Changer, s’adapter cela devrait être le maître mot de cette période qui, il faut en avoir conscience ne va pas s’arrêter à court terme. Le rythme de la vaccination traîne en France comme dans toute l’Europe. La communauté fait une fois encore la preuve de son insuffisance : elle est plus habile à imposer des règlements abscons ou à imposer une loi d’airain aux pays faibles comme la Grèce que de résoudre les difficultés qui nous assaillent. On le voit, dans cette affaire des commandes de vaccins, son action est même contre-productive. Ses calculs d’épiciers nous ferons peut-être gagner quelques centimes mais nous perdre des milliers de vies et des centaines de journées de travail ; sans parler des atteintes aux libertés toujours plus réduites chaque jour. Etre européen cela ne veut pas dire gober béatement tout ce que l’on nous impose.

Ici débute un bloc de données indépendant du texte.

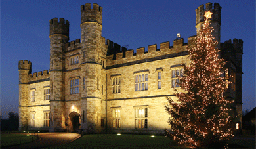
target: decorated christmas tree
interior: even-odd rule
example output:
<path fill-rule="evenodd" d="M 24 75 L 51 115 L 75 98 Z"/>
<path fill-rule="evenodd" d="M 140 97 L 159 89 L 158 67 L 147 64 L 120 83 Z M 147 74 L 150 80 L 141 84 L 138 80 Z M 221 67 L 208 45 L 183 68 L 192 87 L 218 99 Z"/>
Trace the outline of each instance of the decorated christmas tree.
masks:
<path fill-rule="evenodd" d="M 191 148 L 221 148 L 234 136 L 235 125 L 231 104 L 223 95 L 227 83 L 221 77 L 224 61 L 219 58 L 217 41 L 211 35 L 210 11 L 196 38 L 196 46 L 188 49 L 191 64 L 184 68 L 177 102 L 169 98 L 165 106 L 171 115 L 166 135 L 179 144 Z"/>

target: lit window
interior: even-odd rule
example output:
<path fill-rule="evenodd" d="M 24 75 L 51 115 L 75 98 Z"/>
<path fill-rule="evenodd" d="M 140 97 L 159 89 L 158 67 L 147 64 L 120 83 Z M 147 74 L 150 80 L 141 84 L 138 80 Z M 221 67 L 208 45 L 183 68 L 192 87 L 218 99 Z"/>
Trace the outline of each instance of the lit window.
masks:
<path fill-rule="evenodd" d="M 179 87 L 179 79 L 180 77 L 183 77 L 184 69 L 173 70 L 171 71 L 171 87 Z"/>
<path fill-rule="evenodd" d="M 135 75 L 135 91 L 148 90 L 148 74 Z"/>
<path fill-rule="evenodd" d="M 32 112 L 31 116 L 31 126 L 35 127 L 35 112 Z"/>
<path fill-rule="evenodd" d="M 74 65 L 74 64 L 78 64 L 78 62 L 79 62 L 78 58 L 79 58 L 78 56 L 71 58 L 71 59 L 70 59 L 71 64 Z"/>
<path fill-rule="evenodd" d="M 161 89 L 161 72 L 158 73 L 158 89 Z"/>
<path fill-rule="evenodd" d="M 49 127 L 50 117 L 49 112 L 43 113 L 43 127 Z"/>
<path fill-rule="evenodd" d="M 121 127 L 120 108 L 114 108 L 112 112 L 113 128 Z"/>
<path fill-rule="evenodd" d="M 119 93 L 121 92 L 121 77 L 115 77 L 112 78 L 113 93 Z"/>
<path fill-rule="evenodd" d="M 135 129 L 148 128 L 148 108 L 139 107 L 135 109 Z"/>
<path fill-rule="evenodd" d="M 35 90 L 33 90 L 31 91 L 31 102 L 35 101 Z"/>
<path fill-rule="evenodd" d="M 79 79 L 70 80 L 70 94 L 79 93 Z"/>
<path fill-rule="evenodd" d="M 44 90 L 44 100 L 49 100 L 50 99 L 50 89 L 45 89 Z"/>

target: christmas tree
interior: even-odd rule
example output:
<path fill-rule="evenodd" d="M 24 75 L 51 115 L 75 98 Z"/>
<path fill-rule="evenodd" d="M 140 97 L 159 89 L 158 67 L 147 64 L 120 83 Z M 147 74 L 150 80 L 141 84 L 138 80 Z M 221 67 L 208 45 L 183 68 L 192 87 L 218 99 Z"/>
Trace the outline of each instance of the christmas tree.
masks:
<path fill-rule="evenodd" d="M 167 136 L 191 148 L 220 148 L 234 136 L 235 129 L 230 115 L 234 101 L 223 95 L 228 82 L 221 77 L 225 62 L 219 58 L 217 41 L 211 35 L 211 14 L 205 12 L 196 46 L 188 49 L 191 64 L 184 66 L 178 83 L 184 91 L 176 94 L 177 102 L 169 98 L 165 106 L 171 126 Z"/>

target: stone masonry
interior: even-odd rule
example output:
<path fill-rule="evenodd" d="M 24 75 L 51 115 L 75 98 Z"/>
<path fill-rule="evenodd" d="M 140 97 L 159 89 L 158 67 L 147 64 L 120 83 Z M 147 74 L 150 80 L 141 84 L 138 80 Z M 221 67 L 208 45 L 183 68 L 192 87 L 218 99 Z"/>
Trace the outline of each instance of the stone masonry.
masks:
<path fill-rule="evenodd" d="M 167 41 L 160 43 L 160 49 L 152 45 L 147 51 L 141 47 L 135 53 L 102 37 L 102 7 L 94 3 L 91 8 L 86 3 L 80 9 L 81 39 L 69 42 L 68 20 L 50 20 L 49 70 L 32 74 L 32 62 L 19 61 L 20 130 L 163 133 L 170 127 L 164 108 L 167 97 L 177 100 L 175 93 L 182 91 L 173 82 L 190 64 L 187 47 L 195 46 L 196 35 L 188 37 L 187 43 L 179 38 L 173 45 Z M 213 35 L 219 43 L 218 3 L 196 9 L 197 33 L 208 10 L 213 13 Z M 226 95 L 235 100 L 232 108 L 238 116 L 242 43 L 235 39 L 233 43 L 218 45 L 221 57 L 227 61 L 226 75 L 236 78 L 227 78 L 233 85 Z M 173 72 L 178 73 L 174 77 Z"/>

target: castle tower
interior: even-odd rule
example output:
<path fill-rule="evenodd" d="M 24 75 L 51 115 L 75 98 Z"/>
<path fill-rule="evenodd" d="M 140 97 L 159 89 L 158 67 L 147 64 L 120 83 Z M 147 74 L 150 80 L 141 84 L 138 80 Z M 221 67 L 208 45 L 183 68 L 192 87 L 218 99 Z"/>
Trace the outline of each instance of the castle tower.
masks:
<path fill-rule="evenodd" d="M 32 64 L 25 60 L 18 62 L 19 72 L 19 131 L 27 130 L 28 124 L 28 103 L 29 100 L 28 82 Z"/>
<path fill-rule="evenodd" d="M 214 3 L 213 8 L 213 3 L 206 3 L 206 9 L 204 9 L 203 5 L 201 5 L 196 9 L 196 34 L 198 34 L 204 23 L 205 17 L 203 16 L 205 11 L 210 11 L 213 14 L 211 15 L 211 26 L 213 28 L 212 32 L 213 37 L 218 41 L 218 49 L 220 48 L 221 41 L 221 7 L 219 3 Z"/>
<path fill-rule="evenodd" d="M 98 132 L 100 129 L 101 114 L 100 78 L 102 54 L 102 7 L 96 3 L 93 3 L 93 9 L 91 3 L 81 5 L 80 26 L 82 44 L 81 73 L 85 81 L 85 89 L 81 95 L 81 111 L 86 112 L 86 123 L 81 124 L 81 129 L 87 132 Z"/>
<path fill-rule="evenodd" d="M 64 45 L 69 40 L 68 20 L 50 20 L 50 131 L 64 127 Z"/>

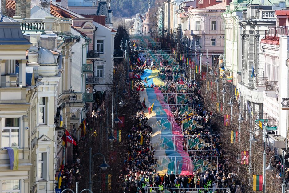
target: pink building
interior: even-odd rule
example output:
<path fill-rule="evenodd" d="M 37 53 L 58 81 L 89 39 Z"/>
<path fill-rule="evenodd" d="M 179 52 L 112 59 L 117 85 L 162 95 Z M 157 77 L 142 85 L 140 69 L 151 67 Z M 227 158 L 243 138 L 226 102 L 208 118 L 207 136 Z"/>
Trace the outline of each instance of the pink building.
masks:
<path fill-rule="evenodd" d="M 187 11 L 183 9 L 184 12 L 180 14 L 183 35 L 189 37 L 193 43 L 197 40 L 200 42 L 204 56 L 202 58 L 203 64 L 206 61 L 207 49 L 208 57 L 216 62 L 218 55 L 223 53 L 225 25 L 221 14 L 231 1 L 222 1 L 201 0 L 197 8 L 190 6 Z M 208 61 L 211 64 L 212 58 Z"/>

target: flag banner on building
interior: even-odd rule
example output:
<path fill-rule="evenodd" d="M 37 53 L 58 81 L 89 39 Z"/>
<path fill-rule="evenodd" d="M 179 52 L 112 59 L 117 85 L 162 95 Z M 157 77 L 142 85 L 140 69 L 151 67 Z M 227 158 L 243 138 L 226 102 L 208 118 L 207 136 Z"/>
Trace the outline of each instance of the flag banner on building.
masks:
<path fill-rule="evenodd" d="M 241 152 L 241 164 L 249 164 L 249 151 L 242 151 Z"/>
<path fill-rule="evenodd" d="M 102 190 L 105 191 L 111 190 L 111 175 L 102 174 Z"/>
<path fill-rule="evenodd" d="M 253 175 L 253 191 L 263 191 L 263 175 Z"/>
<path fill-rule="evenodd" d="M 196 74 L 200 73 L 200 67 L 197 65 L 196 65 Z"/>
<path fill-rule="evenodd" d="M 62 144 L 61 144 L 62 146 L 65 148 L 66 148 L 67 147 L 67 142 L 66 140 L 66 135 L 65 133 L 63 134 L 61 139 L 62 139 Z"/>
<path fill-rule="evenodd" d="M 223 104 L 221 103 L 217 103 L 217 112 L 218 112 L 220 111 L 221 112 L 223 111 Z"/>
<path fill-rule="evenodd" d="M 207 72 L 203 72 L 202 73 L 202 77 L 201 80 L 206 80 L 206 78 L 207 76 Z"/>
<path fill-rule="evenodd" d="M 255 70 L 254 70 L 254 67 L 252 66 L 252 74 L 251 74 L 251 77 L 254 78 L 255 77 Z"/>
<path fill-rule="evenodd" d="M 63 124 L 63 119 L 61 115 L 59 116 L 59 121 L 60 122 L 59 124 L 59 127 L 61 127 Z"/>
<path fill-rule="evenodd" d="M 233 76 L 228 76 L 227 75 L 226 76 L 227 77 L 227 81 L 228 82 L 233 82 Z"/>
<path fill-rule="evenodd" d="M 236 139 L 238 137 L 238 132 L 235 131 L 231 131 L 231 143 L 235 143 L 236 142 Z"/>
<path fill-rule="evenodd" d="M 238 89 L 237 89 L 237 88 L 235 88 L 235 95 L 237 96 L 236 97 L 236 99 L 239 99 L 239 91 Z"/>
<path fill-rule="evenodd" d="M 152 112 L 152 111 L 153 108 L 153 105 L 155 103 L 155 102 L 154 102 L 152 103 L 152 106 L 148 107 L 148 114 L 149 115 Z"/>
<path fill-rule="evenodd" d="M 119 142 L 121 141 L 121 130 L 114 130 L 114 137 L 115 138 L 115 140 Z"/>
<path fill-rule="evenodd" d="M 224 115 L 224 126 L 230 126 L 230 116 L 229 115 Z"/>
<path fill-rule="evenodd" d="M 119 122 L 117 123 L 119 128 L 123 128 L 125 127 L 125 117 L 121 116 L 118 117 Z"/>
<path fill-rule="evenodd" d="M 133 80 L 131 81 L 130 81 L 130 87 L 132 89 L 133 89 Z"/>
<path fill-rule="evenodd" d="M 68 131 L 67 130 L 66 130 L 65 131 L 65 135 L 66 135 L 66 142 L 71 143 L 74 145 L 76 146 L 76 142 L 75 142 L 75 140 L 73 139 L 73 138 L 72 138 L 71 136 L 69 134 L 69 133 L 68 132 Z"/>
<path fill-rule="evenodd" d="M 17 170 L 18 169 L 19 164 L 19 151 L 18 147 L 5 147 L 9 157 L 10 163 L 10 169 Z"/>
<path fill-rule="evenodd" d="M 144 108 L 145 109 L 147 108 L 147 106 L 145 105 L 145 98 L 144 99 L 144 100 L 142 101 L 142 106 L 144 107 Z"/>
<path fill-rule="evenodd" d="M 142 145 L 143 143 L 144 143 L 144 137 L 142 135 L 141 135 L 141 142 L 140 143 L 141 145 Z"/>

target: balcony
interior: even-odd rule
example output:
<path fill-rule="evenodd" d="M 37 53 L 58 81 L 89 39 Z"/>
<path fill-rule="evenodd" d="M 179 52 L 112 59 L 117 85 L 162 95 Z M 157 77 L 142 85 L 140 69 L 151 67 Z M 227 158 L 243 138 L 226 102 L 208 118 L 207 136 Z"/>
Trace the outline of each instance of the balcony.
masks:
<path fill-rule="evenodd" d="M 82 100 L 84 102 L 93 102 L 93 93 L 83 93 L 82 94 Z"/>
<path fill-rule="evenodd" d="M 123 58 L 123 50 L 113 50 L 113 58 Z"/>
<path fill-rule="evenodd" d="M 93 59 L 99 58 L 99 52 L 95 50 L 90 50 L 86 52 L 86 58 Z"/>
<path fill-rule="evenodd" d="M 282 110 L 289 110 L 289 98 L 282 98 L 281 105 Z"/>
<path fill-rule="evenodd" d="M 258 77 L 257 78 L 257 86 L 265 87 L 266 86 L 266 82 L 268 80 L 267 77 Z"/>
<path fill-rule="evenodd" d="M 82 65 L 82 72 L 83 73 L 92 73 L 93 71 L 93 65 L 92 64 L 83 64 Z"/>
<path fill-rule="evenodd" d="M 97 76 L 86 77 L 86 84 L 94 84 L 99 83 L 99 77 Z"/>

Il faut donc s’adapter et considérer que les grandes férias seront très probablement interdites cet été. C’est déjà le cas à Séville, Cordoue et Pampelune -dans ce cas ce n’est pas une annonce officielle mais très vraisemblable. Evidemment ces exemples seront suivis par de nombreuses autres cités plus ou moins grandes ; on parle de  Sanlucar et de Jerez par exemple. La France n’y échappera pas. Cela devrait être désespérant pour l’aficion, pour les professionnels surtout -sur le dos desquels on veut toujours faire des économies- pour la tradition taurine tout simplement dans un moment où elle est contestée comme elle ne l’a jamais été, en Europe et surtout en France comme en Espagne.

Il y a cependant des bonnes nouvelles : Séville et Cordoue n’ont pas renoncé à monter des spectacles taurins malgré les annonces des autorités d’interdire les férias. C’est aussi le cas de Pampelune avec l’annonce du maire Enrique Maya qui, à contre-courant de la presse locale et des positions de la présidente de la région navarraise vient de déclarer «nous sommes en train de travailler à faire en sorte qu’il y ait des corridas » malgré l’impossibilité due au Covid. Pourquoi dit-il, « les corridas seraient elles assujetties à l’encierro ? » L’encierro est une course formidablement médiatisée mais elle est indépendante des corridas qui peuvent exister par elles-mêmes comme on l’a vu par le passé ; même avec une jauge limitée mais raisonnable. Il en est de même à Cordoue où Garzon, l’empresa, a déjà décidé fermement d’aller dans ce sens, comme il l’a fait l’an dernier. Quand à Séville, une temporada plus légère que les années précédentes est en préparation. La France devra elle aussi aller dans cette direction [certains s’y préparent déjà]. Il y avait autrefois des plazas de temporada, déconnectées du calendrier festif, qui donnaient régulièrement des corridas. Il en reste une: le Puerto de Santa Maria. Il faut retrouver cette direction.

Et Madrid ? Rien d’officiel mais, selon certaines rumeurs on pourrait aller vers un concept proche. Une arène qui fonctionne les week-ends, abandonnant le long cycle de la San Isidro, appuyée par la télévision qui jouera dans ce contexte un rôle de plus en plus important. Hier nous étions accablés par cette série d’annulations mais désormais il y a un espoir.

Charles Darwin et sa théorie de l’évolution a montré la voie : « les espèces animales et végétales ont dû changer pour survivre ». Il a pensé aussi la loi de la sélection naturelle : « seuls les individus d’une espèce les mieux adaptés vont survivre et se reproduire ».